The Marine Accident Investigation Branch (MAIB) has published a comprehensive report on the capsize of a rigid raiding craft being used by Army Cadet Force. This craft, 7.35 metres in length, is similar in appearance to a large dory and powered by a 200 HP outboard engine. The craft, with two others, was on exercise in the Scottish Isles. The weather worsened. One of the boats, which had accumulated a large amount of water on board, capsized.
Four of the 12 persons on board initially surfaced under the upturned hull, but only three managed to swim clear. The fourth, a 14 year old female cadet remained under the hull. Although a headcount was conducted, it failed to identify that the girl was missing. She was later found under the boat on the rocky shore.
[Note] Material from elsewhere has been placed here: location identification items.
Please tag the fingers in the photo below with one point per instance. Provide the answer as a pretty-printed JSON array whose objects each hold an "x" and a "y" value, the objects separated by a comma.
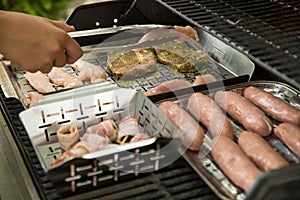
[{"x": 62, "y": 25}]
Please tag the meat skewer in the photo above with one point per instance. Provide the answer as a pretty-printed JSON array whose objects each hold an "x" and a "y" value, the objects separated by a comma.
[
  {"x": 40, "y": 82},
  {"x": 210, "y": 115},
  {"x": 273, "y": 105},
  {"x": 289, "y": 134},
  {"x": 90, "y": 72},
  {"x": 260, "y": 152},
  {"x": 34, "y": 97},
  {"x": 89, "y": 143},
  {"x": 128, "y": 127},
  {"x": 246, "y": 113},
  {"x": 168, "y": 86},
  {"x": 234, "y": 162},
  {"x": 193, "y": 134},
  {"x": 67, "y": 136}
]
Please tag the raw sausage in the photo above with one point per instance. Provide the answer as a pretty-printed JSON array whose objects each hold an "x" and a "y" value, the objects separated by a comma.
[
  {"x": 193, "y": 134},
  {"x": 290, "y": 135},
  {"x": 246, "y": 113},
  {"x": 260, "y": 152},
  {"x": 273, "y": 105},
  {"x": 210, "y": 115},
  {"x": 234, "y": 162}
]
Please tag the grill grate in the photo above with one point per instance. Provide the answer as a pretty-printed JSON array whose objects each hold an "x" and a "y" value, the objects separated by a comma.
[
  {"x": 176, "y": 181},
  {"x": 267, "y": 31}
]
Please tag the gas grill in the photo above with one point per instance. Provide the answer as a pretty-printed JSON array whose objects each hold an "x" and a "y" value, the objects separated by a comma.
[{"x": 265, "y": 31}]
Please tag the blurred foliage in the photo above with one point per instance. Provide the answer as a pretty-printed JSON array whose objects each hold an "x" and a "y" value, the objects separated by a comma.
[{"x": 53, "y": 9}]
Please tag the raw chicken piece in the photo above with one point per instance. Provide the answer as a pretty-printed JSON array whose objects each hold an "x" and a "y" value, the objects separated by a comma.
[
  {"x": 90, "y": 72},
  {"x": 33, "y": 97},
  {"x": 168, "y": 86},
  {"x": 94, "y": 142},
  {"x": 63, "y": 78},
  {"x": 107, "y": 128},
  {"x": 128, "y": 126},
  {"x": 40, "y": 82},
  {"x": 88, "y": 143}
]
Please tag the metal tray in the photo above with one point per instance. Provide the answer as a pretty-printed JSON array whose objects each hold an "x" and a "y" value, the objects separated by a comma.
[
  {"x": 226, "y": 62},
  {"x": 204, "y": 164},
  {"x": 92, "y": 170}
]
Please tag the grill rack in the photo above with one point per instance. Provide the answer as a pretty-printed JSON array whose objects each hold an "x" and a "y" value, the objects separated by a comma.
[{"x": 160, "y": 184}]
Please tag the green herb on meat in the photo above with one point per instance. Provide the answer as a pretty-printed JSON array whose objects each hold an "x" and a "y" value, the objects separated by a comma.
[{"x": 180, "y": 56}]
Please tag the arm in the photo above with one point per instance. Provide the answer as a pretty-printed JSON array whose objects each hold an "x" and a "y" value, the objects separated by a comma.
[{"x": 36, "y": 43}]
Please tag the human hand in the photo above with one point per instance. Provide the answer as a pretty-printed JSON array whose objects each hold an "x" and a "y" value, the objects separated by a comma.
[{"x": 36, "y": 43}]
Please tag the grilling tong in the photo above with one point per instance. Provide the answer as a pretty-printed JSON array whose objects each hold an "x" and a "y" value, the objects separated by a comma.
[{"x": 116, "y": 29}]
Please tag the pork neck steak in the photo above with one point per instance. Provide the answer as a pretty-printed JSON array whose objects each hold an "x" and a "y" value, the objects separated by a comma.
[{"x": 131, "y": 64}]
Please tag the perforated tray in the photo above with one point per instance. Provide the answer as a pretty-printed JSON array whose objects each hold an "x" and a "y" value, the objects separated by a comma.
[{"x": 104, "y": 166}]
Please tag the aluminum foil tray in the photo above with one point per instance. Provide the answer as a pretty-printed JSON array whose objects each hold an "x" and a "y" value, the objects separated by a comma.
[
  {"x": 106, "y": 166},
  {"x": 209, "y": 171}
]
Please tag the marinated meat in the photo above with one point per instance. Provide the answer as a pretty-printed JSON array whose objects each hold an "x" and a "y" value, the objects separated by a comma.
[
  {"x": 131, "y": 64},
  {"x": 180, "y": 56}
]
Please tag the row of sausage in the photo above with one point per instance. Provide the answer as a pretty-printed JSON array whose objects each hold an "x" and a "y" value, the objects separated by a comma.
[{"x": 243, "y": 156}]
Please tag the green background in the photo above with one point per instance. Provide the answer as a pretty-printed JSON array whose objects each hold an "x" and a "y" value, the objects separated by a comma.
[{"x": 53, "y": 9}]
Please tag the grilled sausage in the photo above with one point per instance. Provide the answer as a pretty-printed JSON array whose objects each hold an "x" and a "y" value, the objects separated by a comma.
[
  {"x": 274, "y": 106},
  {"x": 246, "y": 113},
  {"x": 260, "y": 152},
  {"x": 234, "y": 162},
  {"x": 193, "y": 134},
  {"x": 289, "y": 134},
  {"x": 210, "y": 115}
]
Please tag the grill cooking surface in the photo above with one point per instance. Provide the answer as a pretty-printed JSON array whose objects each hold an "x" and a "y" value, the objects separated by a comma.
[
  {"x": 268, "y": 31},
  {"x": 177, "y": 181}
]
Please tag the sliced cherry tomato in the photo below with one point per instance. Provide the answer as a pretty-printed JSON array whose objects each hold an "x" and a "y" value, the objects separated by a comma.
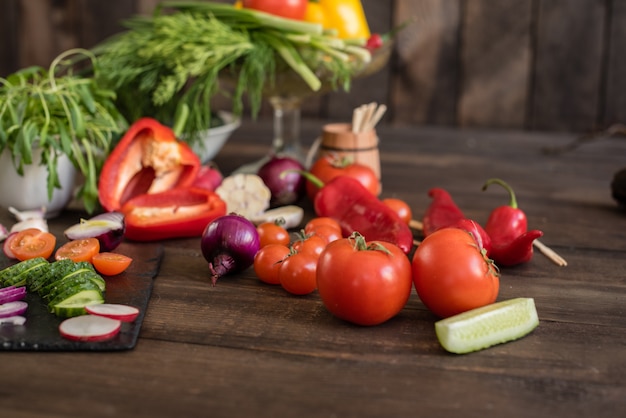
[
  {"x": 272, "y": 233},
  {"x": 291, "y": 9},
  {"x": 297, "y": 273},
  {"x": 451, "y": 274},
  {"x": 31, "y": 243},
  {"x": 400, "y": 207},
  {"x": 78, "y": 250},
  {"x": 366, "y": 283},
  {"x": 267, "y": 262},
  {"x": 111, "y": 264}
]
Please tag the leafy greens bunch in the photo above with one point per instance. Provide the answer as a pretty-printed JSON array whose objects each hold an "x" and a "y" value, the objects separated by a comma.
[
  {"x": 54, "y": 111},
  {"x": 168, "y": 65}
]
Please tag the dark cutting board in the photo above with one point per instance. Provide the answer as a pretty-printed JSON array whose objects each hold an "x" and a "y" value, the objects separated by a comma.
[{"x": 133, "y": 287}]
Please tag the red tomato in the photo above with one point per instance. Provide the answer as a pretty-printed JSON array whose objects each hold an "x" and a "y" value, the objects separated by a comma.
[
  {"x": 267, "y": 262},
  {"x": 31, "y": 243},
  {"x": 321, "y": 220},
  {"x": 78, "y": 250},
  {"x": 272, "y": 233},
  {"x": 291, "y": 9},
  {"x": 400, "y": 207},
  {"x": 297, "y": 273},
  {"x": 451, "y": 275},
  {"x": 364, "y": 283},
  {"x": 111, "y": 264},
  {"x": 312, "y": 244},
  {"x": 329, "y": 233},
  {"x": 327, "y": 168}
]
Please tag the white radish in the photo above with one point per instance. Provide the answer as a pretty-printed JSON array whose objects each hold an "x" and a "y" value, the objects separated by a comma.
[
  {"x": 124, "y": 313},
  {"x": 89, "y": 328}
]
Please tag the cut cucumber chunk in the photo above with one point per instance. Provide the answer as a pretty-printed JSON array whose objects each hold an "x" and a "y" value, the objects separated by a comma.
[
  {"x": 75, "y": 304},
  {"x": 18, "y": 274},
  {"x": 487, "y": 326}
]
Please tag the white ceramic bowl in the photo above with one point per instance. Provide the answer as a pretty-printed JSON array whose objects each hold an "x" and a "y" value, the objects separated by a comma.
[
  {"x": 212, "y": 140},
  {"x": 30, "y": 191}
]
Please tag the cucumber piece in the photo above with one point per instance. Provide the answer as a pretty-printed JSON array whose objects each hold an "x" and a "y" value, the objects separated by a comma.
[
  {"x": 75, "y": 304},
  {"x": 68, "y": 292},
  {"x": 18, "y": 274},
  {"x": 52, "y": 289}
]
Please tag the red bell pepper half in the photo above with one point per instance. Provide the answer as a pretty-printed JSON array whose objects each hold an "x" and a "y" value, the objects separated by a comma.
[
  {"x": 148, "y": 159},
  {"x": 175, "y": 213}
]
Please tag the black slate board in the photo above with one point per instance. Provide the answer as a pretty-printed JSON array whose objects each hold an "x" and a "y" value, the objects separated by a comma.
[{"x": 133, "y": 287}]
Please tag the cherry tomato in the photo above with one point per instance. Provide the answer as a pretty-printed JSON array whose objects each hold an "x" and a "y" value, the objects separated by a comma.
[
  {"x": 312, "y": 244},
  {"x": 400, "y": 207},
  {"x": 272, "y": 233},
  {"x": 328, "y": 167},
  {"x": 31, "y": 243},
  {"x": 78, "y": 250},
  {"x": 451, "y": 275},
  {"x": 111, "y": 264},
  {"x": 364, "y": 283},
  {"x": 291, "y": 9},
  {"x": 297, "y": 273},
  {"x": 267, "y": 262}
]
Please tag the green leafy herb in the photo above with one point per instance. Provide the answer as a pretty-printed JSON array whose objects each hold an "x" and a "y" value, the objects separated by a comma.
[
  {"x": 189, "y": 51},
  {"x": 54, "y": 112}
]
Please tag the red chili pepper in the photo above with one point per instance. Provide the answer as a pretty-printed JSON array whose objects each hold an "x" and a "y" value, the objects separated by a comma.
[
  {"x": 148, "y": 159},
  {"x": 507, "y": 226},
  {"x": 444, "y": 213},
  {"x": 175, "y": 213},
  {"x": 356, "y": 209}
]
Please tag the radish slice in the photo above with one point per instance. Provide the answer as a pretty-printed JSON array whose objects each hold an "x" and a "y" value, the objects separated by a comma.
[
  {"x": 12, "y": 294},
  {"x": 13, "y": 320},
  {"x": 89, "y": 328},
  {"x": 124, "y": 313},
  {"x": 17, "y": 307}
]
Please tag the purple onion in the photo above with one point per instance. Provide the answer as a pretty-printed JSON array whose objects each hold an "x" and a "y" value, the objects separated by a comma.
[
  {"x": 108, "y": 228},
  {"x": 282, "y": 176},
  {"x": 229, "y": 243}
]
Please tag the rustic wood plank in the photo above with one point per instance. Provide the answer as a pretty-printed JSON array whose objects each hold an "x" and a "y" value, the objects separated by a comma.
[
  {"x": 615, "y": 99},
  {"x": 9, "y": 13},
  {"x": 495, "y": 63},
  {"x": 425, "y": 84},
  {"x": 568, "y": 65}
]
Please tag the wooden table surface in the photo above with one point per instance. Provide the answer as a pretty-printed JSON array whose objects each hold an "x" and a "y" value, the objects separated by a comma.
[{"x": 244, "y": 348}]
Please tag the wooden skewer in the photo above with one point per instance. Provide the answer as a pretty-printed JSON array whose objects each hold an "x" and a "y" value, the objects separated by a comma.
[
  {"x": 550, "y": 253},
  {"x": 543, "y": 248},
  {"x": 377, "y": 116}
]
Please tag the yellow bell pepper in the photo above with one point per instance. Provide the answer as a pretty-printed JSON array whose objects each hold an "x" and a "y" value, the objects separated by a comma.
[{"x": 346, "y": 17}]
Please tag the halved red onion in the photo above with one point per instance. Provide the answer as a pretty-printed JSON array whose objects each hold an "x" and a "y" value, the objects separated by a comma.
[
  {"x": 17, "y": 307},
  {"x": 6, "y": 246},
  {"x": 13, "y": 320},
  {"x": 108, "y": 228}
]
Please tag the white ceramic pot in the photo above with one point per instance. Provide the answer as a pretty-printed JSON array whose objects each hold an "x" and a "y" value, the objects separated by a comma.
[{"x": 30, "y": 191}]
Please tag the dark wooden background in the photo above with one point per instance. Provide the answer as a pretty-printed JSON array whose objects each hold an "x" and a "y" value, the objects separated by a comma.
[{"x": 555, "y": 65}]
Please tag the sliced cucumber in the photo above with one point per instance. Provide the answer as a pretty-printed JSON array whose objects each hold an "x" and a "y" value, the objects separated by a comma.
[
  {"x": 18, "y": 274},
  {"x": 74, "y": 305}
]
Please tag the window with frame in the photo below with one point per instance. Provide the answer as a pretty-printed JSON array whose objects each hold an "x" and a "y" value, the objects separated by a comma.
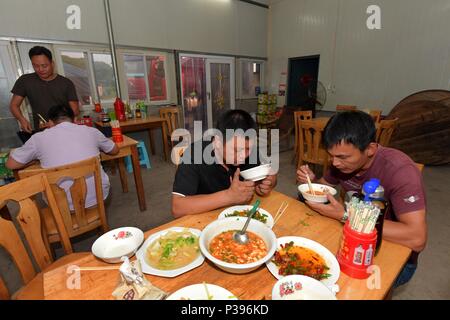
[
  {"x": 92, "y": 74},
  {"x": 145, "y": 76},
  {"x": 251, "y": 78}
]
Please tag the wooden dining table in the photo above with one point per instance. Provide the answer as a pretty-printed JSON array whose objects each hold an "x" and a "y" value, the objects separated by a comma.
[
  {"x": 149, "y": 124},
  {"x": 298, "y": 220},
  {"x": 126, "y": 148}
]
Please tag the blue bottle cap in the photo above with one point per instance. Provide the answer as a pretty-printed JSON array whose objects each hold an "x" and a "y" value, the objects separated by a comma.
[{"x": 369, "y": 187}]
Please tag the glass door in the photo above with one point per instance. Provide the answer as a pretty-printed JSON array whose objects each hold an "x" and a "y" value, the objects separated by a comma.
[
  {"x": 193, "y": 91},
  {"x": 220, "y": 87},
  {"x": 8, "y": 74},
  {"x": 207, "y": 89}
]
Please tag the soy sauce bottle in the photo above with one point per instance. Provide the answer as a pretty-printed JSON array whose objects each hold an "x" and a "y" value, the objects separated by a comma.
[{"x": 373, "y": 191}]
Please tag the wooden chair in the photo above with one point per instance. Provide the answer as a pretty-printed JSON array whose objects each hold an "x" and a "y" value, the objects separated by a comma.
[
  {"x": 299, "y": 115},
  {"x": 345, "y": 107},
  {"x": 385, "y": 128},
  {"x": 81, "y": 219},
  {"x": 310, "y": 149},
  {"x": 29, "y": 221}
]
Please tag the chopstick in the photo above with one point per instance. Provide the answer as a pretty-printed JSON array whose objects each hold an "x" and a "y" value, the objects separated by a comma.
[
  {"x": 98, "y": 268},
  {"x": 311, "y": 190},
  {"x": 280, "y": 211},
  {"x": 42, "y": 118}
]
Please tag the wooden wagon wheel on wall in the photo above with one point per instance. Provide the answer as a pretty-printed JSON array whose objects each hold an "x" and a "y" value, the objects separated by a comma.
[{"x": 423, "y": 130}]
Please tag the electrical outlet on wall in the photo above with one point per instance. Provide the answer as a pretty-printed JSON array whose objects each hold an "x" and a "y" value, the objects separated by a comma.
[{"x": 331, "y": 88}]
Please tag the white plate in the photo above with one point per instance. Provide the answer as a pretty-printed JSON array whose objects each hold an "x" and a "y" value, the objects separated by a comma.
[
  {"x": 140, "y": 254},
  {"x": 198, "y": 292},
  {"x": 329, "y": 258},
  {"x": 230, "y": 210},
  {"x": 298, "y": 287}
]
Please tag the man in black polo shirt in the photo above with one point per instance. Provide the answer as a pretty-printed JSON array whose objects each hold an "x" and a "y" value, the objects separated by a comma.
[{"x": 207, "y": 184}]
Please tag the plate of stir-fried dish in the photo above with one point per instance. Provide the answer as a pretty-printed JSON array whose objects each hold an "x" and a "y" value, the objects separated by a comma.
[{"x": 297, "y": 255}]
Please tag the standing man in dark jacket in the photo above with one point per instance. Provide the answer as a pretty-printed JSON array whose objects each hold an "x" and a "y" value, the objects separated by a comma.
[{"x": 43, "y": 88}]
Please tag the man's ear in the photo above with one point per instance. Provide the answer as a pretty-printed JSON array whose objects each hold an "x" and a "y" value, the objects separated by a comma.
[{"x": 371, "y": 149}]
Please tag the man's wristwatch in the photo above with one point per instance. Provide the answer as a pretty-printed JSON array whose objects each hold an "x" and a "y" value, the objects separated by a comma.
[{"x": 345, "y": 217}]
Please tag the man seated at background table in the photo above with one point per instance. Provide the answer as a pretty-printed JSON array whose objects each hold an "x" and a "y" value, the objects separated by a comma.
[
  {"x": 65, "y": 142},
  {"x": 349, "y": 138},
  {"x": 208, "y": 185}
]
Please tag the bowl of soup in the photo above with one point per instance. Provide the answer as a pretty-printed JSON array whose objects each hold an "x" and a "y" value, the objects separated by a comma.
[
  {"x": 118, "y": 243},
  {"x": 257, "y": 173},
  {"x": 319, "y": 192},
  {"x": 217, "y": 245}
]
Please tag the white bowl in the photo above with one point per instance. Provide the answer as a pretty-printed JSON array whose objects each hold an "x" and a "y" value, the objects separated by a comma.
[
  {"x": 230, "y": 210},
  {"x": 256, "y": 173},
  {"x": 148, "y": 269},
  {"x": 298, "y": 287},
  {"x": 303, "y": 188},
  {"x": 231, "y": 223},
  {"x": 115, "y": 244}
]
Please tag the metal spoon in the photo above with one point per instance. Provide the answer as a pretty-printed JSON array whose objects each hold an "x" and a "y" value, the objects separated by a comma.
[{"x": 241, "y": 237}]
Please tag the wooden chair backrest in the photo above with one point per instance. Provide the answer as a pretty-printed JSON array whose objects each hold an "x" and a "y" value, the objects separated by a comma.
[
  {"x": 300, "y": 115},
  {"x": 376, "y": 115},
  {"x": 310, "y": 142},
  {"x": 77, "y": 172},
  {"x": 171, "y": 114},
  {"x": 346, "y": 107},
  {"x": 385, "y": 128},
  {"x": 29, "y": 221}
]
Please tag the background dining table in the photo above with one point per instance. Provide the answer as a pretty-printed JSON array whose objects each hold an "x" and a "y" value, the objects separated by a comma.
[
  {"x": 146, "y": 124},
  {"x": 298, "y": 220},
  {"x": 128, "y": 147}
]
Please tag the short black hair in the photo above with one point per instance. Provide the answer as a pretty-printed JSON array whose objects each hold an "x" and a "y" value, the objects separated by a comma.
[
  {"x": 61, "y": 112},
  {"x": 39, "y": 50},
  {"x": 235, "y": 119},
  {"x": 354, "y": 127}
]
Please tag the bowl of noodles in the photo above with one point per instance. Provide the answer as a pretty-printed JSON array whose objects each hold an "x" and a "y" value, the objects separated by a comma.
[
  {"x": 320, "y": 191},
  {"x": 217, "y": 245},
  {"x": 171, "y": 252}
]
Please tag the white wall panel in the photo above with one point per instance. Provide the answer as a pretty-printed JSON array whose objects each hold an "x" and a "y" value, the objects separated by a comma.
[
  {"x": 215, "y": 26},
  {"x": 369, "y": 68}
]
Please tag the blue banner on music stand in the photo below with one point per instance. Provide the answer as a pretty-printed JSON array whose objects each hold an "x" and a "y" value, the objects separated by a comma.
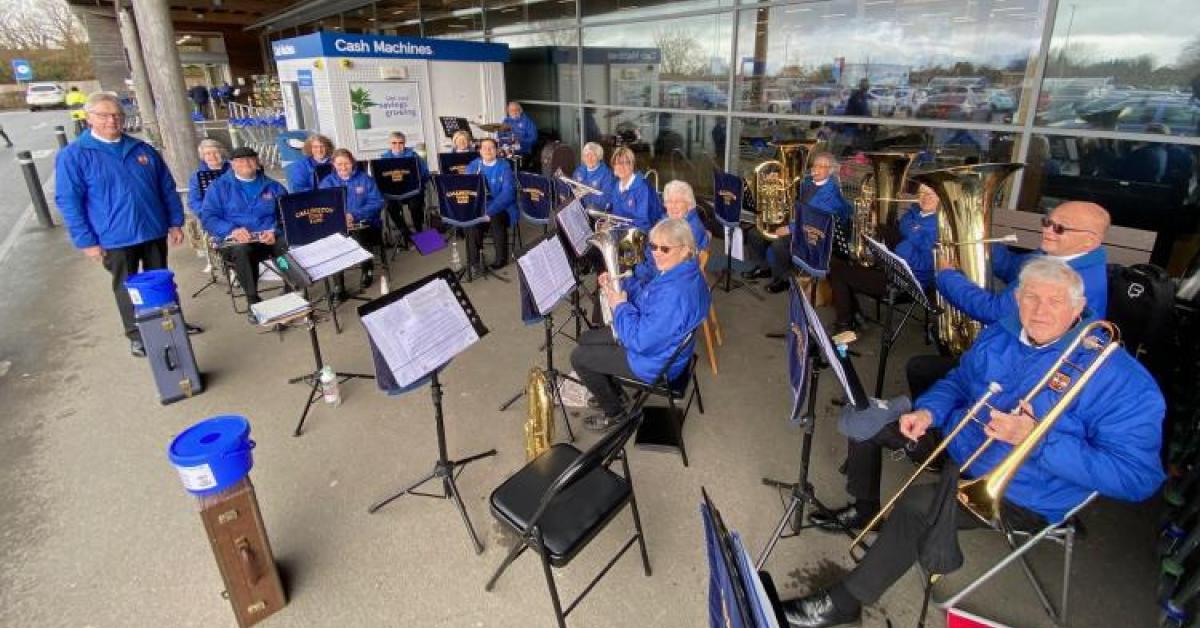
[{"x": 312, "y": 215}]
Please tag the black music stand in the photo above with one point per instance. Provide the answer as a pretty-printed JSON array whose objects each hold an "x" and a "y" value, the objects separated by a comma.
[
  {"x": 802, "y": 494},
  {"x": 443, "y": 467},
  {"x": 900, "y": 281}
]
She was taken to hospital by helicopter but was pronounced dead on arrival.
The MAIB investigation identified a number of factors which contributed to the capsize and the death of the cadet, including:
- The weight distribution within the boat reduced the freeboard forward and increased the likelihood of water being shipped.
- Water accumulated on the deck because the boat’s self-bailers had not been lowered.
- The actions taken by the boat’s coxswain did not take account of the free surface effect of the accumulated water.
- The lifejacket worn by the female cadet was not suitable for use by children and would have prevented her escape from the upturned hull once inflated.
- The delay in identifying that she was missing undoubtedly reduced the chance of her survival.